Is there a more hated band on the planet than Nickelback? When music fans start an online petition to boot you from the big game's halftime show on Thanksgiving Day or, more recently, someone invents a Facebook app that lets you know which of your friends "like" Nickelback so you can mock them for not having your tastes in artsy indie rock, there really isn't all that much further to sink. Even at their peak, the far more despicable Creed weren't reviled as much as Nickelback are now. (Hell, at least Nickelback laughed off the Thanksgiving petition, even making a funny video about it. No way that douchebag in Creed would ever do that.) What is it about the band that causes people to hurl insults that are usually reserved for third-world dictators and various Kardashians? It probably has something to do with the stripper-pole-ready bro-rock the band has been delivering for more than 15 years now. Whatever it is, we bet some of your Facebook friends will be at their show this week. — Gallucci
If we didn't know better, we'd call Toby Keith's most recent album, last year's Clancy's Tavern, a concept record about getting shitfaced drunk. But the 51-year-old country superstar has been down this blurry road before. It just seems more prevalent now, with songs like the title track, "Beers Ago," and of course, the ubiquitous "Red Solo Cup" angling for eartime. The dude is unapologetically country and American. And his concert this weekend should be more roadhouse than wine bar. — Gallucci
With Brantley Gilbert and Thomas Rhett. 7 p.m. Friday, July 13. Blossom Music Center. Tickets: $20-$84.75.

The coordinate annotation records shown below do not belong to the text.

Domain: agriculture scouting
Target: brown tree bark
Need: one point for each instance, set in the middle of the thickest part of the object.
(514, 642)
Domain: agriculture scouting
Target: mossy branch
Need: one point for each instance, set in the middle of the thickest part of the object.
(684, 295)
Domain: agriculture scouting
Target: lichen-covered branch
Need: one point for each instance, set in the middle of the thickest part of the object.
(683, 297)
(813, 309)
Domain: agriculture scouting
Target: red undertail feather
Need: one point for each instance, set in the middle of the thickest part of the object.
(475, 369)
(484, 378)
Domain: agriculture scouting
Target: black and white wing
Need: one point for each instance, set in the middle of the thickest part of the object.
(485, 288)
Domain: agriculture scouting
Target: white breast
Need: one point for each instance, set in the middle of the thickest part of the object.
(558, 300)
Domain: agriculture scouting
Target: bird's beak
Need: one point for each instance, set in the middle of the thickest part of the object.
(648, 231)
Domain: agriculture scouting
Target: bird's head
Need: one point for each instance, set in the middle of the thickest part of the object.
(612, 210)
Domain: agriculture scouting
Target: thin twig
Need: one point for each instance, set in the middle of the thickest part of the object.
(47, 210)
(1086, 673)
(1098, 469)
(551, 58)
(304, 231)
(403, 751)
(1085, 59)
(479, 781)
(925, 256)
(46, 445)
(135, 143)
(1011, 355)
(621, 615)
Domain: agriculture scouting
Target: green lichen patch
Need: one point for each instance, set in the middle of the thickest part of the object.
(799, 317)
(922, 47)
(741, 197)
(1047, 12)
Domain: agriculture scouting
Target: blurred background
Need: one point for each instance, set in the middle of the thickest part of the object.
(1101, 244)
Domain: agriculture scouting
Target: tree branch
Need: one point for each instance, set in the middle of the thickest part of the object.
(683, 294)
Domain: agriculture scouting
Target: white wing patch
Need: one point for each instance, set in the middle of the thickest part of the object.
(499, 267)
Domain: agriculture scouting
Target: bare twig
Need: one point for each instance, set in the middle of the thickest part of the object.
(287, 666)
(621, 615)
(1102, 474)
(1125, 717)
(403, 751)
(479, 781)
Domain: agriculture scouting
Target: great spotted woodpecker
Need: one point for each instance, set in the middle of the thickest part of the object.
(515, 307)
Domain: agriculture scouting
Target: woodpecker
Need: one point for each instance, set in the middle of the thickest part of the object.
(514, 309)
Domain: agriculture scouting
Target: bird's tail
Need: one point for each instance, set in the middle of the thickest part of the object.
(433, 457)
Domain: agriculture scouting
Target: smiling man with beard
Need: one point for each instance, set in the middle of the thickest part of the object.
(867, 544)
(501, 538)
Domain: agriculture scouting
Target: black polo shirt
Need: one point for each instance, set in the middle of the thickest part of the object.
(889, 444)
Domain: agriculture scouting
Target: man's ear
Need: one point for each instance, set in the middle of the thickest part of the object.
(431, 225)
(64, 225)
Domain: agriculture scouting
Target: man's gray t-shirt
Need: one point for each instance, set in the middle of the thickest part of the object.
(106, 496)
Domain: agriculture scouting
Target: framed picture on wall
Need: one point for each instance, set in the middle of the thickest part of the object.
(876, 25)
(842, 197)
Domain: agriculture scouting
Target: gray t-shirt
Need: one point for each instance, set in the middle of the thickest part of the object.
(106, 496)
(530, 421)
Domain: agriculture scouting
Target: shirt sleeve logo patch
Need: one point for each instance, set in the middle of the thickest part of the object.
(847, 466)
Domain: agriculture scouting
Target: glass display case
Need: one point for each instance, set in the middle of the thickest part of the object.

Dick Dale was one of Leo Fender's original product testers, a gig that served him well when he became King of the Surf Guitar in the '60s. He's also one rock's first studio bartenders, mixing reverb and tonal effects to whip up cocktails he often topped with world-music histrionics. The cancer survivor had three months to live at one point, but beat the odds and soldiers on, still defining a genre and imparting staccato joy with his music, including the rough-tumbling Pulp Fiction fave "Misirlou." — Peter Chakerian
8 p.m. Saturday, July 14. Grog Shop. Tickets: $23, $20 in advance.
Bradford Cox may be Deerhunter's hardest-working member, but don't discount Lockett Pundt, Cox's Deerhunter bandmate and high school friend from Atlanta. Just as Cox has Atlas Sound as a side project, Pundt has Lotus Plaza. His second album, Spooky Action at a Distance, is a far more confident recording than 2009's debut, The Floodlight Collective. It also demands more attention from start to finish, especially in the chiming "Strangers" and the strident "White Galactic Way." — Drabick
With Hollow Stars and Voxcaster. 7:30 p.m. Sunday, July 15. Grog Shop. Tickets: $10.
These Danish teens sound like nothing else in 2012. They don't even sound like anything from the 21st century. Reaching back more than 30 years to post-punk's great revolution for inspiration, the quartet stuffs its debut album New Brigade with the minor-chord brooding, deep-cavern echo, and over-the-mountain percussion rolls that were all the rage before the Smiths brought some jangle to the music in the early '80s. Black eyeliner isn't required, but it's definitely part of the dark scenery. — Gallucci
With Pleasure Leftists and Black Puddle Noise. 9 p.m. Tuesday, July 17. Now That's Class. Tickets: $8.